When the war ended Helms and Dulles set up a spy station in war-torn Berlin – it was the Wild West at the time, total chaos – and hunted for Nazi war criminals, looked for stolen artworks and rounded up German scientists. They even tracked down the nurse who had been in (Hitler’s) bunker who told them about Hitler’s suicide. And they spied on the Russians, and also on the British and French. Wild Bill assumed Britain and France were spying on us, so we might as well spy on them. The book weaves together all these different stories.
How much did their service under Wild Bill affect their views of the world and their tenures leading the CIA?
They were four of the most controversial directors that the CIA has ever had. Dulles led the calamitous mission to land Cuban dissidents at the Bay of Pigs. Helms was convicted of lying to Congress about CIA efforts to oust President Salvador Allende in Chile. Colby became a pariah among the CIA’s old hands for releasing the ‘family jewels’ report of CIA misdeeds. Casey was Ronald Reagan’s CIA director, and he nearly brought down the agency and the presidency because of the Iran-contra scheme.

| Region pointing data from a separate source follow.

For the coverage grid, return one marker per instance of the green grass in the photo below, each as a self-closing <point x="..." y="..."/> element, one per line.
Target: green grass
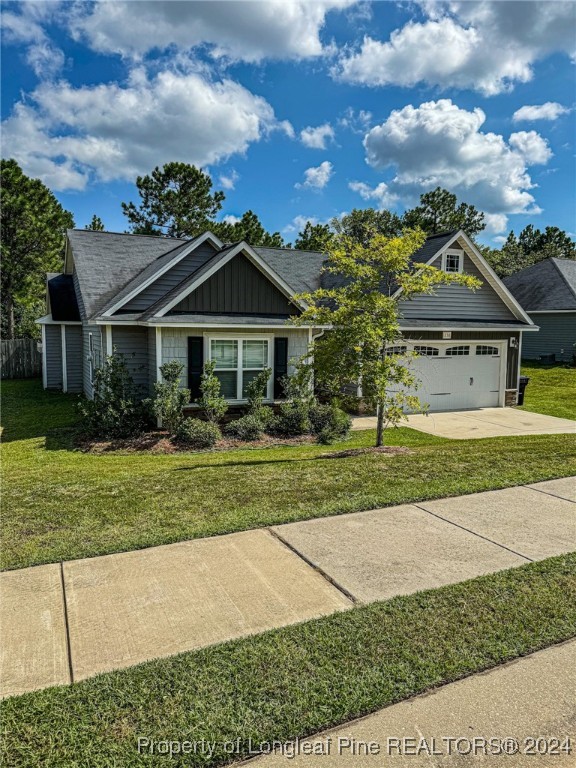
<point x="297" y="680"/>
<point x="551" y="390"/>
<point x="60" y="503"/>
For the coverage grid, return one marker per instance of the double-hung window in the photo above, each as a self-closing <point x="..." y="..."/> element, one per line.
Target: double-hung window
<point x="238" y="362"/>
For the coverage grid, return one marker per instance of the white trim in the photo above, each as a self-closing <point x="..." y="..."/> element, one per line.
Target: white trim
<point x="244" y="248"/>
<point x="487" y="271"/>
<point x="268" y="337"/>
<point x="551" y="311"/>
<point x="135" y="291"/>
<point x="47" y="320"/>
<point x="44" y="369"/>
<point x="64" y="359"/>
<point x="109" y="345"/>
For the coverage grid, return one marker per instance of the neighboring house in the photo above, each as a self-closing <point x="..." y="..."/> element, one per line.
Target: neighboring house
<point x="547" y="291"/>
<point x="156" y="299"/>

These four men had complicated relationships with Donovan and were disciples — that’s where the title of the book comes from — of the war they fought in, and it affected them profoundly in how they operated the CIA. They did their part in World War II; the enemy was clear, but for each one of them, there were corners that were cut — the moral ambiguity in the shadows that you have in all wars, even in World War II. They returned from the war invigorated and ready to attack communism.

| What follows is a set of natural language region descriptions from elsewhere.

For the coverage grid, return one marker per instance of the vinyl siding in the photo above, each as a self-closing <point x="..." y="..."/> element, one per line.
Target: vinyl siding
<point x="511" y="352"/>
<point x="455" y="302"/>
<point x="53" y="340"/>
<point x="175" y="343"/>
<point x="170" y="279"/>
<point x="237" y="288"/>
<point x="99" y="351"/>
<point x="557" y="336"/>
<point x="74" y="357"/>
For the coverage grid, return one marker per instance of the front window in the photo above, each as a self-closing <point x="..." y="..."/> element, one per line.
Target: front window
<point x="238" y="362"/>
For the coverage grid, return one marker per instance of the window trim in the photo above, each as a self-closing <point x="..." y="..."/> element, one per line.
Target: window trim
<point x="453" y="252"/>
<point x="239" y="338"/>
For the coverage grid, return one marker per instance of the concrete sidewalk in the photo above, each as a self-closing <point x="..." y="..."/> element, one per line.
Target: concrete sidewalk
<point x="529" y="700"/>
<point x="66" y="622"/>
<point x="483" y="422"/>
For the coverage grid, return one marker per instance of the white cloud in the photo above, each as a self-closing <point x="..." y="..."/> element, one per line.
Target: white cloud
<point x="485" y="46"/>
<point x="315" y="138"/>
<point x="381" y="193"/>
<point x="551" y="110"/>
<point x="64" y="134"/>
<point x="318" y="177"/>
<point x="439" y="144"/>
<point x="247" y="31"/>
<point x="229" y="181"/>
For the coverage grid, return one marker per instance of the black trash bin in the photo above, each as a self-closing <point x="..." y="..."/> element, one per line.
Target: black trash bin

What advice would you give to students who want to follow in your footsteps?
Study everything. Take every course in every discipline that you can; you’re going to need it. For example, when I wrote “Big Red,” one of the things I had to know was how submarines fire torpedoes to hit their targets. The executive officer of the submarine spent a month giving me trigonometry lessons to understand how they calculated firing solutions. For the Donovan biography, I had to have a number of German documents translated — even though I took German at Wake Forest — and French and Russian documents. If you’re going to be a writer you never know what you’re going to need.
What’s next for you?
I’m leaving World War II behind and going to the Civil War and a book on espionage. The period was interesting because many of the intelligence techniques, particularly military techniques, which were developed then, are relevant to today’s CIA.